澤円氏(以下、澤):やっぱり、その人がどのくらい真剣に生きているかが、伝わるか伝わらないかですよね。一番響くのがその人の失敗談だったり、すごく悔しい思いだったりします。それが作られた言葉じゃなくて、その人の言葉として出てきた時はグッときます。
日本でスタートアップを立ち上げている連中に、何社かメンタリングをさせてもらっているんですけど、やっぱりクレイジーなんですよ。どこかおかしいんです。どこかおかしいし、場合によっては絶対に笑われるんですよ。だけど、そいつらは真剣なんですよね。1つ、おもしろい会社があるんですよ。いくつかあるな。どの変態がいいかな。
(会場笑)
澤:フェアリー720(ナナ・ニ・マル)だったかな。あのフェアリー。「妖精をつくりたい」と真剣に考えているスタートアップがいるんです。妖精ですよ、妖精。
(彼らが)何を考えたかというと、最初は柱を3本立てて、紐をそこに通して、そこになにかぶらさげて、指向性の(ある)マイクを付けて。それに喋りかけると、紐についたものが喋ったほうにビュンッビュンッと来るというホーンカップをつくって、「これ、……妖精?」と聞いたら「妖精です!」
(会場笑)
澤:「いいけど……。妖精かぁ……」。かたちというか、恰好はボールだったんですけど、マイクとカメラがついているのかな。呼ぶと、すっごいスピードでがんっと(こっちに)来るんです。
堀江:はっはっは(笑)! 怖いですね!
澤:「いや、まだプロトタイプなんで」とか言うんですよ。「なんでこれつくるの?」と聞いたら、「だって、妖精が肩に乗る生活とか素敵じゃないですか」という答えで、もう返す言葉がないんですよ。
(会場笑)
澤:まあーー素敵だよね……。ちなみに本気で真剣にやってた。(それは)元自衛官のすっごいごっつい男2人で真剣につくっていて、しばらく経って、また会いに行ったら「ちょっと進化したんですよ!」と言って、スマートフォンになっていて、もっと危なくなってた。
(会場笑)
澤:ただ、動きはちょっと緩やかになっていました。たぶん、それをやっているうちに技術が進んでくると、ホログラフィックで表現できるようになってきたり、何かデバイスをかけることによって、(表現の幅を)広げたりできるようになる。
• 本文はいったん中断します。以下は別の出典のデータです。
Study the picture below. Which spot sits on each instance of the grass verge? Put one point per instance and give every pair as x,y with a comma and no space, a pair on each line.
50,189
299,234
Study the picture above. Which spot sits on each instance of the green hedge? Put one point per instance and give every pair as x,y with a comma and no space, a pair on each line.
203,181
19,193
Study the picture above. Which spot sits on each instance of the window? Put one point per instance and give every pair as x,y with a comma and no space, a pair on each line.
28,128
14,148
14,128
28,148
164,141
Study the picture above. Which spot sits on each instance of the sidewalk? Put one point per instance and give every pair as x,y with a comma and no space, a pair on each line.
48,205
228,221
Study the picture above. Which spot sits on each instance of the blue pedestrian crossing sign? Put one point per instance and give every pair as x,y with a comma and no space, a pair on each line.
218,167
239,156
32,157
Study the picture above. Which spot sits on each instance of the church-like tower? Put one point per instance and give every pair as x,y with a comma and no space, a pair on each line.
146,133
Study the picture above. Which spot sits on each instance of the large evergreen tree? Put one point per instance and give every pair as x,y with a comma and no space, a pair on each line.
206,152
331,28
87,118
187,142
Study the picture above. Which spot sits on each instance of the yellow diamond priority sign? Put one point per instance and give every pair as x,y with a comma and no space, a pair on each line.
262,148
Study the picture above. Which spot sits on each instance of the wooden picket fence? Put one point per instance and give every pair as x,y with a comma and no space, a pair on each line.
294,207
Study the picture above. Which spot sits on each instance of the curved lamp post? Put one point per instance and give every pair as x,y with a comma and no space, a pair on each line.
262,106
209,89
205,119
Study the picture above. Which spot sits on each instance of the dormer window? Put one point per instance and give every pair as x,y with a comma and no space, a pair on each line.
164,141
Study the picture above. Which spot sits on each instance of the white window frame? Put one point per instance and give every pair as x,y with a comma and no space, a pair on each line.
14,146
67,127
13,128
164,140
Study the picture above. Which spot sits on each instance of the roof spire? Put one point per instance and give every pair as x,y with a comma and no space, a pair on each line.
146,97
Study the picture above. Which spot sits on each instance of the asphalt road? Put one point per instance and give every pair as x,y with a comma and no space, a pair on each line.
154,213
それは、やっぱり真剣なんですよね。それによってハッピーになる人間が、世の中にたくさんいるはずだと本気で考えてる。どこかで変わるかもしれないけれど、それを言われると、こっちとしては応援せざるを得ないんですよね。
「こいつら、本気でアホだな」とは思うんだけど、それだけ時間を突っ込んでやっていると、やっぱりこちらも真面目に聞きますからね。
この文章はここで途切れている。